Using highly targeted advertising, using, for example, Facebook Dark Post, you’re able to send your leads highly targeted content that addresses their needs and concerns.
Using a technique like this will give you a headstart when you or your sales team picks up the phone and make the sales call – you’ve already captured their attention with a compelling read.
Using (unique) content to stay on top of mind
In today’s world, there is so much happening at the same time, so many different brands trying to get the attention of the same type of people you are trying to target. It is only natural that people might quickly forget about you again after they first heard from you.

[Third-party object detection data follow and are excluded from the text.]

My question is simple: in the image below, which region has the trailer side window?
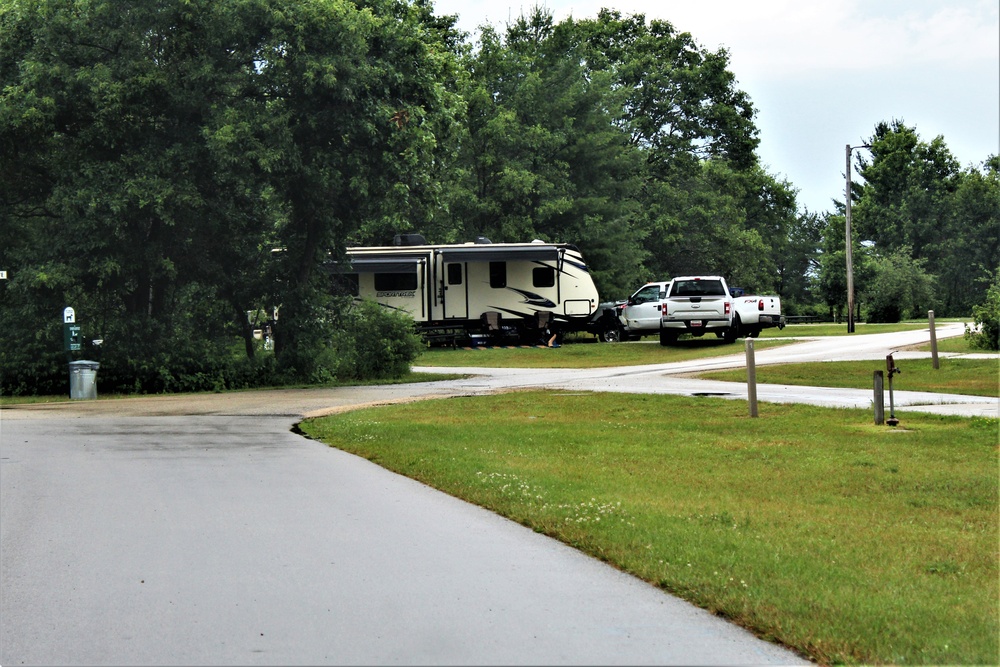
[490,262,507,288]
[375,273,417,292]
[333,273,361,296]
[531,266,556,287]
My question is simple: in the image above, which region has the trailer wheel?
[598,324,622,343]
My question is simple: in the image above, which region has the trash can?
[69,361,101,399]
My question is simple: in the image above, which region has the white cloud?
[437,0,1000,78]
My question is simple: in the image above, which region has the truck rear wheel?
[598,324,622,343]
[723,315,740,343]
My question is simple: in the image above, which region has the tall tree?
[854,120,1000,315]
[0,0,466,392]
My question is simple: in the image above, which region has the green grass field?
[414,338,792,368]
[302,391,1000,665]
[698,359,1000,397]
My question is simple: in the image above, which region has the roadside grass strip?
[698,359,1000,397]
[414,339,795,368]
[301,391,1000,664]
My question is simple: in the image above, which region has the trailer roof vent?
[392,234,427,245]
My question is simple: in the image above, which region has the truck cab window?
[632,285,660,303]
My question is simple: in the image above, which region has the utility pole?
[844,144,871,333]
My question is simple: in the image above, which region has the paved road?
[0,326,995,665]
[416,324,1000,418]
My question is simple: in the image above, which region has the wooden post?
[927,310,941,370]
[872,371,885,426]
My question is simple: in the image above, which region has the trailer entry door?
[442,262,469,320]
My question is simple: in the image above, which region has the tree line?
[0,0,1000,393]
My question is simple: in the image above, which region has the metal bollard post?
[885,354,902,426]
[746,338,757,417]
[872,371,885,426]
[927,310,941,370]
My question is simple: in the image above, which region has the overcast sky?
[435,0,1000,212]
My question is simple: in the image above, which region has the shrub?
[333,301,421,380]
[965,270,1000,350]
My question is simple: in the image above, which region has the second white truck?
[621,276,785,345]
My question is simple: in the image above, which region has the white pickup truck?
[620,276,785,345]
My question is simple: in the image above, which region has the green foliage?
[852,121,1000,316]
[0,0,460,392]
[332,301,423,380]
[859,246,934,322]
[965,269,1000,350]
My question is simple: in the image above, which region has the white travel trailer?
[337,234,598,342]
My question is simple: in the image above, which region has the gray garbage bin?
[69,361,101,399]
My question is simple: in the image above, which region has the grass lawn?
[414,337,793,368]
[760,319,961,338]
[301,392,1000,664]
[698,358,1000,397]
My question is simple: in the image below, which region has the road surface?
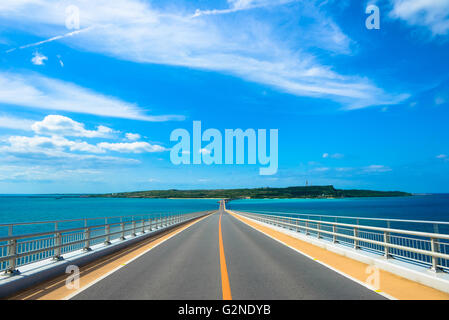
[72,208,385,300]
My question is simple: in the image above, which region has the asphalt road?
[72,210,385,300]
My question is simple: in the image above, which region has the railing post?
[120,217,125,240]
[430,238,440,272]
[354,228,359,250]
[131,217,136,237]
[83,219,92,251]
[53,222,62,261]
[5,224,19,275]
[384,231,391,259]
[5,239,19,275]
[104,218,111,246]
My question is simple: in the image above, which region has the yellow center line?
[218,212,232,300]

This results in only a limited opportunity window to follow-up and connects with your potential customers, your leads.
Doing this without coming over as annoying can be tricky and tough.
Trying to stay on their radar using (unique) content is key here.
By now you should already know a bit more about the interests and likes of your prospects. By sharing tips and tricks and knowledge-based content with your leads you can help them shape your opinion about you.
An opinion of you being a trustworthy company, someone who knows what they are talking about.
Using more formal materials about your product can help gain a better understanding of your product or service offering to your leads to build trust.
The final step before the sales in which content can assist is providing credibility.
When people are ready to buy, it is the credibility of the company that will help people move over their last sets of fear and doubts and buy your product.
To show the credibility of your product or service you can use articles written, or maybe even video’s recorded by your customers talking about how they use your product and how it impacted their business and sent them to your leads.
Even specific content like infographics, white papers, and ebooks that have been published on another website on the internet can help you increase your product credibility in the eyes of your leads.
As long as it is content produced by others, this can be an adamant trigger. Your internal team, of course, can help and assist in the creation of this content, as long as it stays authentic.
Create content that puts your customers in the spotlight
While the above examples are targeted at converting new leads towards customers. What can you do at the moment after the sales to keep them as a client, to turn them into loyal customers and even brand advocates?
If you got customers, who are giving their time and energy interacting with you, suggesting new product ideas, etc. These are the types of people who are already engaged with your brand.
It is very easy to turn them into brand advocates by thanking them publicly and appreciating them in fun ways. How can you say thank you in a unique way? Maybe it could be something as simple as putting their face and story on your website.
Many companies are investing in customer/client sections on their website. Parts of the site where they tell the customer story and say thank you for drawing attention to their cause and story. It is an excellent execution of the reciprocal loyalty philosophy.
As you can see, content marketing can aid and assist in the sales process.
Relevant content can be used to gain the attention of leads and help to gain trust in your company.
Instead of contemplating how you can use your limited resources to connect with your leads, look at it from a different angle. Let your sales and marketing team work together to create content for all the steps in the buyer’s journey to help get a lead on your side.
Great content alone, however, doesn’t lead to sales.
Providing relevant information just when your sales team need it can help them engage with their leads more efficiently.
This in return will create more sales, and isn’t that what marketing is all about?
So know your audience, understand the pain points and challenges of your potential buyers, develop a sales funnel that’s relevant to your business and finally develop a content marketing strategy for each stage of the buyer’s journey followed with the proper types of content and you’re off to the races.